- A popular children’s clothing and toy e-commerce platform has exposed the sensitive PII of 700 thousand of its clients.
- The German shop named ‘Windeln’ was exposed to the ultimate level, as all internal network details and API login tokens were publicly available.
- The incident will invoke a GDPR investigation, and there is no way this will go by without a huge fine.
A German e-shop using the domains ‘windeln.de’ and ‘windeln.ch’ has leaked a hefty 6.4 TB of data online, which corresponds to more than six billion records that affect about 700,000 customers. The shop is selling baby and toddler products and is also engaged in large-scale cross-border e-commerce business operations between Europe and China. At the time of writing this, the “de” domain is offline, while the “ch” one is up, so this gives us an idea of where the jumble happened. Indeed, the researcher who discovered the dataset confirmed that the leaky server is located in France.
This was a production server hosting an unprotected database that was storing data from May 24, 2020, including everything from API logs to customer details. More specifically, this is what was found by the researchers:
- Full names
- Email addresses
- Full postal addresses
- Telephone numbers
- IP addresses
- Windeln.de newsletter subscription mailing list
- Order and purchase details
- Payment methods (without payment information)
- Order invoices
- Information about users’ children including their names, dates of birth, and gender information
- Amazon OAuth API login tokens
- Authentication tokens
- Partial listings of hashed passwords
- Internal logs including various employee details
- Logs referring to sister site and brand Bebitus.com including website user account tokens
This is pretty revealing both for the clients and the company itself, as there are way too much sensitive data in there. The only thing that’s (thankfully) missing are the payment details, but besides that, the exposure is quite extensive. The question that arises now is, have any malicious actors access that data before the white-hat researchers did? This remains a question, but there are generally no signs that the data has been exfiltrated by anyone else.
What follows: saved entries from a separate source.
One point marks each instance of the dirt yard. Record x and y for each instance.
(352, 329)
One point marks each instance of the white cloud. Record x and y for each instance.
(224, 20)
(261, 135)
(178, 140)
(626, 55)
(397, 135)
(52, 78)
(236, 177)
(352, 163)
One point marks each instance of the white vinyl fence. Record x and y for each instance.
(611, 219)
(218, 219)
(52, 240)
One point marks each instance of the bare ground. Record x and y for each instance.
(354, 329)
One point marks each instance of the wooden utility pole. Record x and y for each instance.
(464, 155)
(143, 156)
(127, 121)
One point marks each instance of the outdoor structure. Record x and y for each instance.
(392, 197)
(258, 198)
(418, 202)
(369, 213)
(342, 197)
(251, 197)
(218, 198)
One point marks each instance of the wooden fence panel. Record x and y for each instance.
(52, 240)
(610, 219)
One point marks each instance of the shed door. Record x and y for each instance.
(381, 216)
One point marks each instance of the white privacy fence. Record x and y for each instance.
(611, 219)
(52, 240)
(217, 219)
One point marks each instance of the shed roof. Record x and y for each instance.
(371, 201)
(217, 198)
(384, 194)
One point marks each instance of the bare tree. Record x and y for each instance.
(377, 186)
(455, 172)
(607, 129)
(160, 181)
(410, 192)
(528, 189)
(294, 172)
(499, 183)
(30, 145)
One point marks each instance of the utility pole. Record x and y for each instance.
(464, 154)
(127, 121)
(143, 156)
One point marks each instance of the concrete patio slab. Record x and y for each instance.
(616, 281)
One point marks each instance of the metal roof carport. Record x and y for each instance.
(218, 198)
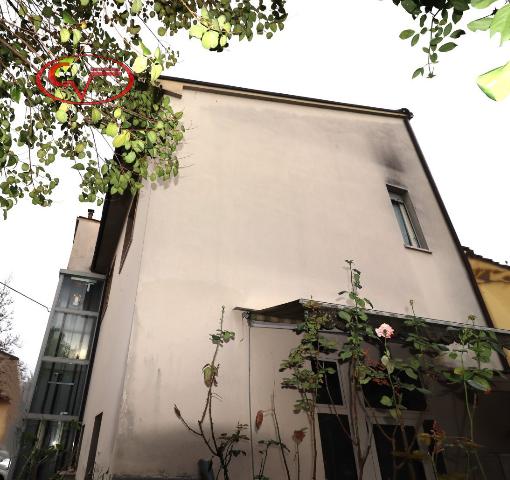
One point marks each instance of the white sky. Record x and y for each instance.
(342, 51)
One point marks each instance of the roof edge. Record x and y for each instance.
(471, 254)
(283, 97)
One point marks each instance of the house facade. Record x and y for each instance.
(275, 192)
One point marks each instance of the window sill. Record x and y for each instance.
(424, 250)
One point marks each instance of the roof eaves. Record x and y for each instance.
(472, 254)
(282, 97)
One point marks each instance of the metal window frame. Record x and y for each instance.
(45, 358)
(411, 222)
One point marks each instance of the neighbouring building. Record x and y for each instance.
(276, 192)
(493, 280)
(10, 393)
(51, 430)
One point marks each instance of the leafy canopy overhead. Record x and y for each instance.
(141, 128)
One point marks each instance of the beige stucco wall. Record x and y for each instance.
(84, 244)
(109, 370)
(274, 198)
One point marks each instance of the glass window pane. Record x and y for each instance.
(38, 456)
(409, 226)
(59, 389)
(330, 393)
(399, 461)
(70, 336)
(337, 452)
(397, 208)
(80, 293)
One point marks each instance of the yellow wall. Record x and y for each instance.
(494, 283)
(9, 393)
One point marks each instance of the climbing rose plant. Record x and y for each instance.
(141, 128)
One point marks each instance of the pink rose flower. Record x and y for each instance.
(384, 331)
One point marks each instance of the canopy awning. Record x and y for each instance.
(292, 313)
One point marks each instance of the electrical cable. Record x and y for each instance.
(26, 296)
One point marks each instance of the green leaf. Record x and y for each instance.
(479, 383)
(447, 47)
(76, 36)
(460, 5)
(156, 70)
(140, 64)
(111, 129)
(96, 115)
(61, 116)
(409, 6)
(65, 35)
(210, 39)
(136, 6)
(457, 33)
(501, 23)
(418, 71)
(405, 34)
(496, 83)
(151, 135)
(197, 31)
(482, 3)
(120, 140)
(130, 157)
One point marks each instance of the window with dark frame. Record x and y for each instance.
(330, 391)
(406, 218)
(337, 447)
(128, 236)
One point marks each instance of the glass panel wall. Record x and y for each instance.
(59, 389)
(70, 336)
(61, 379)
(46, 448)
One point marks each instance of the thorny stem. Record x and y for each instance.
(278, 435)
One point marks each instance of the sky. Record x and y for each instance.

Windeln is a relatively large firm that’s publicly listed on the Frankfurt stock exchange and had annual revenues of €82 million in 2019. Leaving their network exposed to hackers, infiltration, and takeover in such a way is embarrassing. If you have bought anything on windeln.de since May 2020, be careful with how you handle incoming emails, phone calls, and SMS. Phishing, scamming, social engineering, and spamming are all included in the spectrum of dire possibilities.
Finally, you should contact the company and ask for further details on the incident, and then also report it to your local data protection office. Since Windeln is a Munich-based company storing EU-people data on French-based servers, the GDPR “Sword of Damocles” is now hanging above its head and a substantial fine should be considered certain.